# World Cup 2026 Golden Boot: Messi, Mbappé and Haaland in an All-Time Battle — With Kane Not Far Behind
Haaland wins this. Not because the others aren't brilliant. Because he is the most lethal striker on the planet right now, Norway have finally got the squad to support him, and this expanded 48-team World Cup means more goals, more games, and more chances for a man who converts at a rate that still feels illegal.
That's the verdict up front. Now let's get into why the others have genuine cases — and why they still fall short.
Mbappé Is the Closest Rival
France have looked frightening in this tournament. Mbappé already has four goals going into the quarter-finals and he is playing with something to prove after the criticism that followed his PSG years. The move to Real Madrid gave him back his hunger. You can see it. He's pressing higher, arriving later into the box, and his finishing has been ruthless.
But Mbappé wins games in a different way to Haaland. He creates as much as he finishes. That matters for his team. It doesn't always translate into Golden Boot numbers.
Haaland simply doesn't do assists. He scores. That single-mindedness is why he wins this award.
Messi's Last Dance Has Been Everything
Nobody is going to pretend this isn't emotional. Messi at 38, still doing it, still finding pockets of space that don't exist for other players. Argentina's 3-1 win over Portugal in the last 16 was a masterclass and Messi had two of those goals.
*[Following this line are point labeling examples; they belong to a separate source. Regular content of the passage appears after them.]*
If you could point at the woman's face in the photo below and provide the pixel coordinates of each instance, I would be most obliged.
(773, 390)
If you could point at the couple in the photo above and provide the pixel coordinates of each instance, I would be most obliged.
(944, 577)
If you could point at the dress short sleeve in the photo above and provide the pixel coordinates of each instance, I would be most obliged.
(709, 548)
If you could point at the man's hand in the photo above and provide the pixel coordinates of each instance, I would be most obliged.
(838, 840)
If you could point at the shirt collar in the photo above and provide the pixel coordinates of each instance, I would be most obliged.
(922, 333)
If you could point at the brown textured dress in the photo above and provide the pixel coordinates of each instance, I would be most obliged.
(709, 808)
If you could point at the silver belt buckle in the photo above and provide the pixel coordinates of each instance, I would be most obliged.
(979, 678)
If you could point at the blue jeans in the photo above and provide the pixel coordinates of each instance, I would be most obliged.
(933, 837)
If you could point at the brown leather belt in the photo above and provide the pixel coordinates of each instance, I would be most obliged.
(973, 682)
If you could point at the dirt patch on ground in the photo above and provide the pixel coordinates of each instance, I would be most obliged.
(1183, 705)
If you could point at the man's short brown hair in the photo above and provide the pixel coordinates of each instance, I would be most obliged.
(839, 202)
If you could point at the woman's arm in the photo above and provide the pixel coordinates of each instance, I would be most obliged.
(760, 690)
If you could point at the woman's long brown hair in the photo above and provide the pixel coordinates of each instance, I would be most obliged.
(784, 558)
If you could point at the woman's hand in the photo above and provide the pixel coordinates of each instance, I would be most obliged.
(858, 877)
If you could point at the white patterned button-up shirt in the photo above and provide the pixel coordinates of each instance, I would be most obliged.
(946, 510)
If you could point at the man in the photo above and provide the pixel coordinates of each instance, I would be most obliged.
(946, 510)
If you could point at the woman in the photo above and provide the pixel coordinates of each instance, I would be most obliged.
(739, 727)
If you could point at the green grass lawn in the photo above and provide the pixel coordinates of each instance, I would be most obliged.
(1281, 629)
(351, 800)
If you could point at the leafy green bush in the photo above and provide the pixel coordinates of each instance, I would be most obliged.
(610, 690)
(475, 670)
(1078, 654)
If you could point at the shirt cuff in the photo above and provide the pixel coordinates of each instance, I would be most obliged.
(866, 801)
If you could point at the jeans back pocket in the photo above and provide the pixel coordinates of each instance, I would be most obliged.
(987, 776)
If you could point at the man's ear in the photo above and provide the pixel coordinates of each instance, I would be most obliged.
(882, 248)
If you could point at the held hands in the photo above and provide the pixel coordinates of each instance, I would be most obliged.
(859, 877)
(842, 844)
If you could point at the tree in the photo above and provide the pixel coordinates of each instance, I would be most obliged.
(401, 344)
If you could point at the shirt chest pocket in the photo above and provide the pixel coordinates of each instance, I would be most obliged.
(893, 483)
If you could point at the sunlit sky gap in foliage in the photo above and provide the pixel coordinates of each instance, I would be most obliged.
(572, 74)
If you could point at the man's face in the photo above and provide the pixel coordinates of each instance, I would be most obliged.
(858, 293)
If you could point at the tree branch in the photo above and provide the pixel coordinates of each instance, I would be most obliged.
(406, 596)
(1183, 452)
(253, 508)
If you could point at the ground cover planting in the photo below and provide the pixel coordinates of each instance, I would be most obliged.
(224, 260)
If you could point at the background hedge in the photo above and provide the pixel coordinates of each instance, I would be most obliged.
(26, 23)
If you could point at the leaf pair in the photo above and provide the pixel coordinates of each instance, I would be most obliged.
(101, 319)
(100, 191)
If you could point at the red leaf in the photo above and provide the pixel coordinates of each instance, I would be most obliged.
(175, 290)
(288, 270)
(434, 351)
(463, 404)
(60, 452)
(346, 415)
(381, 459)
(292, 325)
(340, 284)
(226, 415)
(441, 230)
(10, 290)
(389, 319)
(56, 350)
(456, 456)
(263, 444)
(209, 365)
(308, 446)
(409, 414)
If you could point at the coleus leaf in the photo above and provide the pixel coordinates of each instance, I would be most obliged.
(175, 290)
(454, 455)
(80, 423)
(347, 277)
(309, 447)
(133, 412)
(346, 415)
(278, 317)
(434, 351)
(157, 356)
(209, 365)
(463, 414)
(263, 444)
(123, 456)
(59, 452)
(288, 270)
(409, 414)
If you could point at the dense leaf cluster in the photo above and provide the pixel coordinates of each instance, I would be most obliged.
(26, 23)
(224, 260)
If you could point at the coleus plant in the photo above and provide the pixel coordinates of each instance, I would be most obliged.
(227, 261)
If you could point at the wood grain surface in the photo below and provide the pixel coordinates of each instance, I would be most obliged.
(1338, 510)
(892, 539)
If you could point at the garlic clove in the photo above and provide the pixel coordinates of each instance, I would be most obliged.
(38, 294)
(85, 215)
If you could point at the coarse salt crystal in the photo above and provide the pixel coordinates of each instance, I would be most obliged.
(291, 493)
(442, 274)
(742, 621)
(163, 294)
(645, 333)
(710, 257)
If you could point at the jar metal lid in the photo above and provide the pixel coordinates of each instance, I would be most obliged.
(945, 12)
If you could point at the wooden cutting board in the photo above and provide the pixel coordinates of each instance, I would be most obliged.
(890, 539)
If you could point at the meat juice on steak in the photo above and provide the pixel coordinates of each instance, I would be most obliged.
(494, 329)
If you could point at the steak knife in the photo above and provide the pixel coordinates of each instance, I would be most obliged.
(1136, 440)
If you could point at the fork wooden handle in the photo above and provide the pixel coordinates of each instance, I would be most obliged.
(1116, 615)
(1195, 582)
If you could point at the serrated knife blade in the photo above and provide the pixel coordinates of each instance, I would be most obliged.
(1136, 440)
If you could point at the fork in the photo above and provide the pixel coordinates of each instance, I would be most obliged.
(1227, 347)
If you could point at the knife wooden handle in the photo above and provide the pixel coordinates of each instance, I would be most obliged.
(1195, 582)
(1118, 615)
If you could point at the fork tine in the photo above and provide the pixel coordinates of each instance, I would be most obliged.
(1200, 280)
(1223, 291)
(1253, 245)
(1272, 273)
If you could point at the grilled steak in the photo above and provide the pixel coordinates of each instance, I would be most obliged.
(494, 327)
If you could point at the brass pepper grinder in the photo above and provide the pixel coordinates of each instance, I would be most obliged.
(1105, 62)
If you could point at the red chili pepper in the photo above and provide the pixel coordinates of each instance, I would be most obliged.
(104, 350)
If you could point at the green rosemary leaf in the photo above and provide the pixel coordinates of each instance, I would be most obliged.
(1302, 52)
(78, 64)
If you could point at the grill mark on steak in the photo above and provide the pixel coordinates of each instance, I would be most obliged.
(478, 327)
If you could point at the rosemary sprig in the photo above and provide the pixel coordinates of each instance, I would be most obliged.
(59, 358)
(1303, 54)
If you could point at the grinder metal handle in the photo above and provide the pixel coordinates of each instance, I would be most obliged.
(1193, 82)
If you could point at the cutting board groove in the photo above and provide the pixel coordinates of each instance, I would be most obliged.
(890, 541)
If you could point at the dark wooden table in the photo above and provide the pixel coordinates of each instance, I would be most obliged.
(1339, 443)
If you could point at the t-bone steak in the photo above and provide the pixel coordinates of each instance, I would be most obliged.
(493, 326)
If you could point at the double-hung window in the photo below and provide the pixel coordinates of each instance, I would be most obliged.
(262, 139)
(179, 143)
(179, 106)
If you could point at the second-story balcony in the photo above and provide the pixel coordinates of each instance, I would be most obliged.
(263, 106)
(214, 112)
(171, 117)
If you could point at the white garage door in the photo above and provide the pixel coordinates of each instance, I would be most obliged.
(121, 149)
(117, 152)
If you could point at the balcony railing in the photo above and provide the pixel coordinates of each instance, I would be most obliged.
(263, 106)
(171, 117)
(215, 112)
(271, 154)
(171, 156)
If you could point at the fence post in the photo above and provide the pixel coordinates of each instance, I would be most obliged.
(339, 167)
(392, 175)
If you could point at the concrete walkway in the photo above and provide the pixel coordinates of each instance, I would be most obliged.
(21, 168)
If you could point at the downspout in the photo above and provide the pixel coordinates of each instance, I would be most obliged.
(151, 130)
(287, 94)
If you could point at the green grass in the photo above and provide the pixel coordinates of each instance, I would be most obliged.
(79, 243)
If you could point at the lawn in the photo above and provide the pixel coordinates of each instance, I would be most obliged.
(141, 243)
His tournament tally stands at three goals and three assists. That's a complete performance from him at this stage of his career.
But three goals won't win the Golden Boot. This is a farewell that will be talked about forever. It is not a Golden Boot campaign.
Kane Is Doing Exactly What He Promised
England fans have heard the Kane-nearly-man narrative for years. He is rewriting it. Five goals in this tournament. Two penalties, yes — but also that volley against Colombia that belongs in a different conversation entirely.
Kane at 32 is a different player to the one who looked slightly lost in certain Spurs systems. Under this England setup he is the focal point, not an afterthought. The service has been better. The movement has been sharper.
If England make it to the final and win two more games, Kane could genuinely threaten for this award. He needs two goals per game from here. That's a big ask.
But the fact we're even having the conversation shows how far he's come. Our verdict on Kane is simple: he deserves every bit of credit he gets in this tournament, regardless of where the Golden Boot ends up.
Why Haaland Takes It
Norway made it out of the group stage for the first time in their history. That alone is a moment. But Haaland didn't carry them — he devastated everyone in front of him.
Six goals already. Two hat-tricks. One of those hat-tricks came against a Brazil defence that had looked solid all tournament. He scored with his left foot, his right foot, and his head. He pressed the centre-backs into mistakes. He held the ball up when Norway needed it.
He is operating at a level where the Golden Boot feels almost secondary to how complete his performances have been. But we're talking about the award, so: six goals with two rounds to go, against increasingly difficult defences, for a team that will need him to score every time they want to stay in this thing.
That is the perfect storm for a Golden Boot winner.
Our Verdict
Haaland. Then Kane if England go deep. Then Mbappé. Messi's tournament will be remembered long after the goalscoring charts are forgotten, which is exactly as it should be.
The Golden Boot is about pure finishing volume. Nobody alive right now does that better than Erling Haaland. He wins it. Write it down.